Relationships are important and are represented as new and dynamic properties (predicates) within GraphDB™. GraphDB™ can also take that statement and apply inferencing capabilities to materialize all the possible inferred relationships to that statement. Let’s start with a known fact or statement:
Barak Obama was elected as president of US
A classical text mining engine can make the relation between Barack Obama as a President of US. Still, this is only temporal information. In 4 years, it will be different. RDF helps you model the fact as follows:
<Barak Obama (person)> <is_president> <USA (country)> <Document ID> <Document ID> dc:date <document date>
Once this provenance is preserved, you can ask via SPARQL who the president of US was back in 2002. This is known as “multiple versions of the truth”. A new statement can be materialized resulting in additional intelligence and faster queries.
Let’s look at another example. Let’s say the text states “Semprana was rejected in June of 2014 for treatment of migraines by the FDA”.
The text mining pipeline would determine “Semprana” as a prescription drug and insert definitions or knowledge from other sources.
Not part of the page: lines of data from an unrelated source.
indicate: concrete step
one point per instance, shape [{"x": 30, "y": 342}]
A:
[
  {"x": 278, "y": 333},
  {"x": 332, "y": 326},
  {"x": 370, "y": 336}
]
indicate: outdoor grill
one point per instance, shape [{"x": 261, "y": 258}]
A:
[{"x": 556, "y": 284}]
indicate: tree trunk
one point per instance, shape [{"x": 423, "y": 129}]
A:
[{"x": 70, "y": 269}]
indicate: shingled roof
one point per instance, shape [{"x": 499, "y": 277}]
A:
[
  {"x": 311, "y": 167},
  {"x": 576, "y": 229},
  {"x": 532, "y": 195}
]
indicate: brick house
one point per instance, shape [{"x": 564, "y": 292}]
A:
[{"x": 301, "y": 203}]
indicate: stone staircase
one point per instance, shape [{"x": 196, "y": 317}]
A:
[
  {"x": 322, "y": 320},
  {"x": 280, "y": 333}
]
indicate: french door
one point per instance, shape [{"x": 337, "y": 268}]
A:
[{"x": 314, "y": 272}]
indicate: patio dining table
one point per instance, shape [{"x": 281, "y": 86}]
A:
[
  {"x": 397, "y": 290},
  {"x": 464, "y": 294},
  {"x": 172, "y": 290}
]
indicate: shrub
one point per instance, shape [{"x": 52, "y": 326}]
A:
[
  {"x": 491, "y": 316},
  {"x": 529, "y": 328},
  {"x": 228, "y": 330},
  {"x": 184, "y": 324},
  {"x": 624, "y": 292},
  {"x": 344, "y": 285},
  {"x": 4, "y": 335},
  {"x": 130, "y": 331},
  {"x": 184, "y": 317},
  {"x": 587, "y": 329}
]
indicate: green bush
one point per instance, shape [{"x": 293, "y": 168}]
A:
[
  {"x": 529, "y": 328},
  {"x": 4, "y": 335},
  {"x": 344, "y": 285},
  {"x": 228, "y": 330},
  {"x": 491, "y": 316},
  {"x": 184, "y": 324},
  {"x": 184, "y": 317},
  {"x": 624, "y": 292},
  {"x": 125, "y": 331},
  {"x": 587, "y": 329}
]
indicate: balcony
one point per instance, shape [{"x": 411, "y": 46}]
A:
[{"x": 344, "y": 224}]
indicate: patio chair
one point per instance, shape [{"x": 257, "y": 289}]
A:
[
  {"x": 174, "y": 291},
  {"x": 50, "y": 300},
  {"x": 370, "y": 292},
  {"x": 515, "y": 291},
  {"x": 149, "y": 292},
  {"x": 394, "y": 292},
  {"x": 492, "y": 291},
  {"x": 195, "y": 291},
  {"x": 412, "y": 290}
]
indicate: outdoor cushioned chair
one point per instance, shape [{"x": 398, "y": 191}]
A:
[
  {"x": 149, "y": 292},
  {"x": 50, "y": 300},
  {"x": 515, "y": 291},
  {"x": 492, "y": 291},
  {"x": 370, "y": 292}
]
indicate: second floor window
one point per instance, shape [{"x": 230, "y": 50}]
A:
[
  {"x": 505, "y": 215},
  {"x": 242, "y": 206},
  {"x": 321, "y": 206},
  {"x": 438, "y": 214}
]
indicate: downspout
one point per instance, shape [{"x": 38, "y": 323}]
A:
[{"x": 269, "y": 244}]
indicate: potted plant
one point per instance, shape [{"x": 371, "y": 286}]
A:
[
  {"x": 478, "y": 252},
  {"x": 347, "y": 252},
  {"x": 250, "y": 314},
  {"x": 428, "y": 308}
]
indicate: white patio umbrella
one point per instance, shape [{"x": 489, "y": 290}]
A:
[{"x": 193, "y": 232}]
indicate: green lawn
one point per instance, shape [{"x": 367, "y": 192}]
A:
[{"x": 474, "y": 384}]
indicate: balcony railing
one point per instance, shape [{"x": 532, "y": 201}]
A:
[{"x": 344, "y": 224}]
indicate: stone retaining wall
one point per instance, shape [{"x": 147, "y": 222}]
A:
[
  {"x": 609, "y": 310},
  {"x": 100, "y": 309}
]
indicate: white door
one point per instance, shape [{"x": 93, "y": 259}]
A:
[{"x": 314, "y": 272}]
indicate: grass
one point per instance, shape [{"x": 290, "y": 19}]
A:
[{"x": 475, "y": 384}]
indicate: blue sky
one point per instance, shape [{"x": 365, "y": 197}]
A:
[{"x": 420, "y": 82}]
It would do the same for the other concepts in the sentences such as “migraine” and “FDA” and identify the date of June, 2014. This is where the power of inference kicks in. GraphDB™ now takes this statement and is able to report all migraine drugs rejected by the FDA.
Although detail is beyond the scope of this post, it’s worth mentioning that one of the unique attributes of GraphDB™ is its ability to update the RDF repository together with all the inferred relationships without a substantial performance hit when an inferred statement is retracted.
When developing text mining pipelines, each solution may utilize a different set of tools. Disambiguation, for example, can take place solely within a text mining pipeline through machine learning and “training” a pipeline on a specific domain. “Orange” within health and wellness context would refer to the fruit while the same term in a geographical context could refer to the southern county in California. How does this process work?
Disambiguation takes place when several repositories of linked open data are brought together. This enriched data provides context which used by the pipeline to gain clarity with respect to entities. GraphDB™ leverages the OWL technique of “sameAs” which declares that two different URIs denote the same resource or term. GraphDB™ optimizes these potentially long lists using a single maser-node in its indices to represent a class of “sameAs-equivalent URIs. It is leveraged to rank the most relevant of the multiple terms and bring forth the single most applicable result.
The text mining approach ensures that you annotate the correct term while the graph database approach ensures your search results return the most relevant result from that domain returning “things not strings.”
In terms of taxonomy or ontology support, these are used as rules for structured annotations and can be stored directly within GraphDB™ to facilitate dynamic queries on relationships and inferred facts.
Tightly-coupled integration of text mining and graph databases make the end-to-end process of structuring unstructured data, enriching domain-specific content and feeding a dynamic repository of facts and statements much easier to operationalize. This blend of technology also happens to be unique in the marketplace. The result is a true semantic repository on which dynamic curation, authoring and reporting can be executed on an enterprise scale. Ontotext offers all of this technology within our semantic platform.